Bob never makes a move that fills the first cell in a row or column as part of his strategy. He always follows. Therefore, Alice is forced to make that move.
It would be impossible for Alice to beat this strategy because even if she chooses to fill a different row or column, she would be the first one to initiate the move for that row or column and Bob will follow this strategy there with the even numbered moves. It is easy to see that Alice always makes the odd numbered move in any row or column and Bob follows the even numbered move with his strategy of filling in the cell so that the linear dependence condition is met.
So, even though Alice gets the last move, Bob will make a winning move (in an earlier even numbered move) causing two rows or two columns to be linearly dependent causing the determinant to evaluate to zero regardless of what Alice does.
Game play for specific problem
(posed by @Misha Lavrov in comments)
The moves are numbered sequentially. Odd numbered moves are by Alice and Even numbered moves are by Bob. The 'x' and 'o' are just indicators and can be any real number filled by Alice or Bob respectively. The problem posed is for $n=5$ where Alice and Bob have made the following $4$ moves and it is Alice's turn.
Note that if Alice makes her move in any of the yellow or green cells, Bob continues with the pairing strategy described above.
The game gets interesting if Alice fills any of the blue cells. There are three possibilities:
Alice's move (type 1):
Alice fills one of the first two cells in row 5. Bob can continue the game in columns 1 and 2 and it does not matter what he or Alice fill in any of the cells in the column because Bob will need to have the last move in just one pair of rows or columns in order to win.
What happens if Alice chooses her next move outside of the first two columns? That takes us to Alice's moves - type 2 and 3.
Alice's move (type 2):
Alice can choose to fill any cell in columns $3,4$. This becomes the first cell in a pair of columns filled by Alice and Bob falls back to his following strategy.
Alice's move (type 3):
This is also similar to type 2 in that Bob uses the following strategy.

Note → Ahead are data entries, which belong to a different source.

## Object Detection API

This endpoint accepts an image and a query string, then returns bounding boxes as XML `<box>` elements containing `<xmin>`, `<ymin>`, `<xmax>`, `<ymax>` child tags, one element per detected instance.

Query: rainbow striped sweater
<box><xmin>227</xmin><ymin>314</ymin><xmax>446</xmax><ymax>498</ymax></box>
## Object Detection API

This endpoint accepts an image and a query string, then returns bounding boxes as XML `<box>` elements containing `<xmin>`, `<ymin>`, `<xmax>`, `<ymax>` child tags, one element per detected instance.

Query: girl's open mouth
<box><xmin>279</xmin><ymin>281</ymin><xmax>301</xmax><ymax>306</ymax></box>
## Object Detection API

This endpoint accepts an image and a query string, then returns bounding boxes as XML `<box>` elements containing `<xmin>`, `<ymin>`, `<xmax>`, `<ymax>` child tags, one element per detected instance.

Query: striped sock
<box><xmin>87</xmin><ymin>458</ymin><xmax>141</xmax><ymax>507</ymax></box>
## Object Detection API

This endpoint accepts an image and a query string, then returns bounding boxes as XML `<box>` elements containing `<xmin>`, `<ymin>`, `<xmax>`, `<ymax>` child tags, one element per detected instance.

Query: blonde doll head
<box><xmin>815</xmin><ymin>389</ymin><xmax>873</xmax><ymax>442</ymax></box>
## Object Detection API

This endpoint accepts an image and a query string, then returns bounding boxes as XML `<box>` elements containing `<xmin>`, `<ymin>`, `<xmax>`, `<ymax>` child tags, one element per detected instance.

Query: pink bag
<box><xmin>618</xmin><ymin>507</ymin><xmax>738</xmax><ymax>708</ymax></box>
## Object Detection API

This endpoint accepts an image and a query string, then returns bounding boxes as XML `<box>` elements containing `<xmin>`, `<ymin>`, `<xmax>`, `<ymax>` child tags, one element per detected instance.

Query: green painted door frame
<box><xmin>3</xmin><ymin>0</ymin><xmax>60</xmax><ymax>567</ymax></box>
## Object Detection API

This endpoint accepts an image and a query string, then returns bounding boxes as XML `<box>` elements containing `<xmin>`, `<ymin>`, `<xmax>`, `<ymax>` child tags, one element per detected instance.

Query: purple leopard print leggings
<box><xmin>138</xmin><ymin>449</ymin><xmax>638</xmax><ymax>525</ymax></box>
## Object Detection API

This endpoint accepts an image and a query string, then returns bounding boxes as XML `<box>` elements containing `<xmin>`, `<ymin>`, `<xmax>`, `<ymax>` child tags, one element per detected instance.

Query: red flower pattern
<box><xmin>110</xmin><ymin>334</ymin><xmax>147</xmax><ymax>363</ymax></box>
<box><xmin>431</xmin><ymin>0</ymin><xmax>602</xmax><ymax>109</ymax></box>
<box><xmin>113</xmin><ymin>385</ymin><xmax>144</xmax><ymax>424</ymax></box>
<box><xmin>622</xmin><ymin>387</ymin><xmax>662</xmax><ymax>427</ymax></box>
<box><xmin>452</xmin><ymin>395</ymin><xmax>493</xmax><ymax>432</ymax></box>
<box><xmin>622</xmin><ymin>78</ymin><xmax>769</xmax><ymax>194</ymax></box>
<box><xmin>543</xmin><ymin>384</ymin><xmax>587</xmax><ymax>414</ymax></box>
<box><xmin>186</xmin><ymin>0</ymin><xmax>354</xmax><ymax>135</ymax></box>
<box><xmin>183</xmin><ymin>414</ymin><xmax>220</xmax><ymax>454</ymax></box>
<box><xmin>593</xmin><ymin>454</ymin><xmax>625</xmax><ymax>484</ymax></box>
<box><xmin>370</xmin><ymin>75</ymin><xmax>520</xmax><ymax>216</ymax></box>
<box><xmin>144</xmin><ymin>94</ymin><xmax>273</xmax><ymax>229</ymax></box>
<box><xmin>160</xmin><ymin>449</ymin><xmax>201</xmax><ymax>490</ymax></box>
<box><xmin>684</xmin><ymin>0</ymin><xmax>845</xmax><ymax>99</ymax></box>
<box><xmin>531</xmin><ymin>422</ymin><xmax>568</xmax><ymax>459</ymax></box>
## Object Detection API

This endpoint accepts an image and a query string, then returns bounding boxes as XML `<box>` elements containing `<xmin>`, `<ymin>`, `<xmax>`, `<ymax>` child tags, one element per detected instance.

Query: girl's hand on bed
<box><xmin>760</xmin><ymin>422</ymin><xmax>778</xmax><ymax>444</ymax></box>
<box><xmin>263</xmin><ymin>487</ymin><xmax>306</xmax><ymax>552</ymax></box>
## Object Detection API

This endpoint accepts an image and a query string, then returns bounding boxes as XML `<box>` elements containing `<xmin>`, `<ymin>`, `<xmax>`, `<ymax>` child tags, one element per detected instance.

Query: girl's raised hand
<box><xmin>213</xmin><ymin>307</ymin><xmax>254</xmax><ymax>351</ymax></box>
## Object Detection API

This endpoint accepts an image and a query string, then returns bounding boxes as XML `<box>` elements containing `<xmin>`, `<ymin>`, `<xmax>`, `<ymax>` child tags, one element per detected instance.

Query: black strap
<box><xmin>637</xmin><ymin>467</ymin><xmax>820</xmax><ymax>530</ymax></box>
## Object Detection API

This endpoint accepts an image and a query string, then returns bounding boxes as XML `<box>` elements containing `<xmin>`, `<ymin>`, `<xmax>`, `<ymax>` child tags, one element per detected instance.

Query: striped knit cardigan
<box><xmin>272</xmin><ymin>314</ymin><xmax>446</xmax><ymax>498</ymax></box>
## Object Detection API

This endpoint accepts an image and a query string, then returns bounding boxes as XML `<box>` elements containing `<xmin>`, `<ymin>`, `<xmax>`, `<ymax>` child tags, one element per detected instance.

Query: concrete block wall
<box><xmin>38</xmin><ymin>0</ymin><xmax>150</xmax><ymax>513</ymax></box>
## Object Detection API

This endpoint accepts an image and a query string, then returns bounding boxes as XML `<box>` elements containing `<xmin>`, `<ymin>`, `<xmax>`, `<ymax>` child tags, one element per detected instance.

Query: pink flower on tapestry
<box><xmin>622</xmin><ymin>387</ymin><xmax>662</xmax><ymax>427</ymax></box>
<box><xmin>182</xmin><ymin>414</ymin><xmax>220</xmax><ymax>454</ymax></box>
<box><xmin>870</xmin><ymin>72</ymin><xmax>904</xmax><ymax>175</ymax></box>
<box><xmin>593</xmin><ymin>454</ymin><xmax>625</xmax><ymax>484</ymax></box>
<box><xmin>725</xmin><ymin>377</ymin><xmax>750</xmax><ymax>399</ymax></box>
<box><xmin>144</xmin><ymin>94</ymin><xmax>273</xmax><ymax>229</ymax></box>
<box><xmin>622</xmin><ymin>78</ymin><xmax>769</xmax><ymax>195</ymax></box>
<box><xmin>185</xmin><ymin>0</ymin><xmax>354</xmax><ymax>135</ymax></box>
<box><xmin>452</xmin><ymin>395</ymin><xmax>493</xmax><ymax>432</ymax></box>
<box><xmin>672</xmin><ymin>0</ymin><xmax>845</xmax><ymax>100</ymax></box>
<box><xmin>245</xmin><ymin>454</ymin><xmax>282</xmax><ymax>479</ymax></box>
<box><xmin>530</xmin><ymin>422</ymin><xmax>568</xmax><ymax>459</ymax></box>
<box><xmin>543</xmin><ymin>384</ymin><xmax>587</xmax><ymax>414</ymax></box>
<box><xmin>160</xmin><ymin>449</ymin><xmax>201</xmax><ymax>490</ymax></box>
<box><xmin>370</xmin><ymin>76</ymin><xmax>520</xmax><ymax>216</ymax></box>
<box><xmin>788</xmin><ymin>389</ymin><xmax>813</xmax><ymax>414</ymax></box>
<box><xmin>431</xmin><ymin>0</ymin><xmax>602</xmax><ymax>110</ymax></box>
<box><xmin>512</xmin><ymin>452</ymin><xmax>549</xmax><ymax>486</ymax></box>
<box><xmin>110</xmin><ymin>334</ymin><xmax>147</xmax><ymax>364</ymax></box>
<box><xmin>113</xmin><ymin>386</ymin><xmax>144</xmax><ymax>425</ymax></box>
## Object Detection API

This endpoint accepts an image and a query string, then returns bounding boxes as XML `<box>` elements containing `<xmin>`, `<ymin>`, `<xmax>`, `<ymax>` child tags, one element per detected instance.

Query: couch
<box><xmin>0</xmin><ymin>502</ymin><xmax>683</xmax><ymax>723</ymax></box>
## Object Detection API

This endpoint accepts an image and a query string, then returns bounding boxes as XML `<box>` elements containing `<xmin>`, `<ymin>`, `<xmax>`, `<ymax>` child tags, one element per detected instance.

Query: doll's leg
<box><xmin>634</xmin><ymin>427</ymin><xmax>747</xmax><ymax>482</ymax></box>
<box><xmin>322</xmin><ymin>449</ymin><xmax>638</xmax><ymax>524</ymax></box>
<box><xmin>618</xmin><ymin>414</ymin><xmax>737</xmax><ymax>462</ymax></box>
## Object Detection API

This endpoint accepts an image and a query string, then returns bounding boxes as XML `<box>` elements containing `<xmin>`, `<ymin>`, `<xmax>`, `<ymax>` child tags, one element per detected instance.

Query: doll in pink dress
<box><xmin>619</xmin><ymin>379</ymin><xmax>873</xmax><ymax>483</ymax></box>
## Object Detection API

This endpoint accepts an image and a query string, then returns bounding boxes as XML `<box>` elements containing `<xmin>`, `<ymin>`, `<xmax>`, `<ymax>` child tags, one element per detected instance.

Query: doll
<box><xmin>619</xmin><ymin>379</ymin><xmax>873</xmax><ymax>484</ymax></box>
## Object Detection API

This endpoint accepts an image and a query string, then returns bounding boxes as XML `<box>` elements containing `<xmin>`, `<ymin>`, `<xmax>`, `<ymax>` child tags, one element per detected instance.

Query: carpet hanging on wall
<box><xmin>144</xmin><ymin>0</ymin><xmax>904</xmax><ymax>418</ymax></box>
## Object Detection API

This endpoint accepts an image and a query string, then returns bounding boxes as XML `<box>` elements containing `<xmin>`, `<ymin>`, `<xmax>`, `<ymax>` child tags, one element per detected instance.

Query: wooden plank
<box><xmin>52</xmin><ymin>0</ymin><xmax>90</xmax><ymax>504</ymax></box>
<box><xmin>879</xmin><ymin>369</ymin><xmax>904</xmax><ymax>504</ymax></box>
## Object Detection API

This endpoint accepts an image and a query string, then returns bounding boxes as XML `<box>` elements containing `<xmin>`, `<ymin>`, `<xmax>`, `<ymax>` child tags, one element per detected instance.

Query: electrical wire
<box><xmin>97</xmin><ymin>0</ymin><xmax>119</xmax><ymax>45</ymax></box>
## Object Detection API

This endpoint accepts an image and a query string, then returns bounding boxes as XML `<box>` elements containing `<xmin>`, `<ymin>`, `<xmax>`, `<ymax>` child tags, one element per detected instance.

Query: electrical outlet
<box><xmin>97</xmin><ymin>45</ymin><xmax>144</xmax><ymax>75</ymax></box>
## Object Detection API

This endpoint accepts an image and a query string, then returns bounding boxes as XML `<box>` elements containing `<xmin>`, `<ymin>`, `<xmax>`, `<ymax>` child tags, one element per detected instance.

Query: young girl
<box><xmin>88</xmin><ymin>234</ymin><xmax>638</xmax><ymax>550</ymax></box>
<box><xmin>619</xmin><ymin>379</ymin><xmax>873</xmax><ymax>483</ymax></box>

So, regardless of where Alice fills, Bob can use the following strategy to force the last move in a pair of columns or rows to be his and he can ensure that he fills the last cell in that pair with a value that ensures the pair (of rows or columns) is linearly dependent.
While the above example shows adjacent columns, Bob's strategy works for any pair of rows or columns. He ensures he always has the last move in any pair of rows or columns and hence he is guaranteed a win when he finishes any pair of rows or columns. The rest of the moves are redundant.
This is guaranteed when $n$ is odd since he always makes the second move in the game.
Short proof
In at least one pair of rows or columns Bob always makes the last move since he plays the second move in the game and each player alternates. Alice cannot avoid playing any pair of rows or columns completely because, Bob can fill a row or column in that pair with zeros and will win by default in $2n$ moves in that case.
Notes:
- I originally mentioned that Bob chooses $r_k$ and $c_x$ after the first move by Alice in row $k$ or column $x$. In fact, he doesn't have to make the decision until he fills the last cell in the row or column.